Lack of Priority Queuing Considered Harmful
We're in sore need of critical Internet infrastructure protection.
Vijay Gill, America Online
Most modern routers consist of several line cards that perform packet lookup and forwarding, all controlled by a control plane that acts as the brain of the router, performing essential tasks such as management functions, error reporting, control functions including route calculations, and adjacency maintenance. This control plane has many names; in this article it is the route processor, or RP. The route processor calculates the forwarding table and downloads it to the line cards using a control-plane bus. The line cards perform the actual packet lookup and forwarding. Although individual vendors or models may differ slightly in implementation, the salient points remain the same.
Service providers have observed an increase in DoS (denial of service) attacks targeted at the network infrastructure (routers, routing protocols, etc.).

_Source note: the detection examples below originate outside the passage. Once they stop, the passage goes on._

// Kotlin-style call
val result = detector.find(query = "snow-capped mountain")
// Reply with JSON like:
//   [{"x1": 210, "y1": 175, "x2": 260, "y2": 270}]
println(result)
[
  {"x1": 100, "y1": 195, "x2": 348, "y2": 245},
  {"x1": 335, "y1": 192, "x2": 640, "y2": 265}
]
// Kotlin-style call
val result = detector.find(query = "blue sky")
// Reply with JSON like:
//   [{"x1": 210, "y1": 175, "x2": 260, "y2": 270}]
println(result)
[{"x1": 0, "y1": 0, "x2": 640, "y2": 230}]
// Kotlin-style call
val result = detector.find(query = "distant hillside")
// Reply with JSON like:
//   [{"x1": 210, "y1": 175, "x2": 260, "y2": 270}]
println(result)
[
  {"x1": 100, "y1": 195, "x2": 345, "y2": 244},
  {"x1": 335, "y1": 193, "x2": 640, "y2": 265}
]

These attacks result in instability in the network and disruption of service (the route processor becomes overloaded, and the routing protocols start to flap, so the router no longer has a complete view of the universe; also, providers have seen cases where the switching fabrics become unstable—this should never happen in theory, but I have seen this on some equipment).
This article assumes some knowledge of DoS attacks (see http://www.ietf.org/rfc/rfc2827.txt for more information). There are many different types of DoS attacks, including the so-called “smurf” attacks, using aggregate traffic to overwhelm a single link, and “killer” packets that cause the routers to crash, as well as floods targeted at content hosts and servers for DNS (domain name system), etc.
Another class of packet consists of the so-called “Christmas tree” packets, which take advantage of the fact that most router-forwarding hardware is optimized for IP packets with no options. These Christmas tree packets consist of IP packets with several IP options set. Board space and cost constraints mean that most (not all) packet-forwarding hardware is designed for normal option-less IP packets and does not have enough processing power to deal with IP packets that have many options. As these packets pass through routers, the forwarding hardware will punt the packets to the route processor for further processing. This consumes route processor resources, as well as bandwidth on the internal control communication bus, starving legitimate control traffic and possibly causing routers to lose adjacencies and/or crash.
This article focuses only on infrastructure attacks that target the router control plane, as these are the hardest and most troublesome types of attacks and because they are almost impossible to address no matter how robust the hardware becomes. By definition, designing a cost-efficient router implies that the cross-sectional bandwidth capacity of a router will exceed the bandwidth of the control bus by several orders of magnitude, which makes the control bus especially vulnerable to attack.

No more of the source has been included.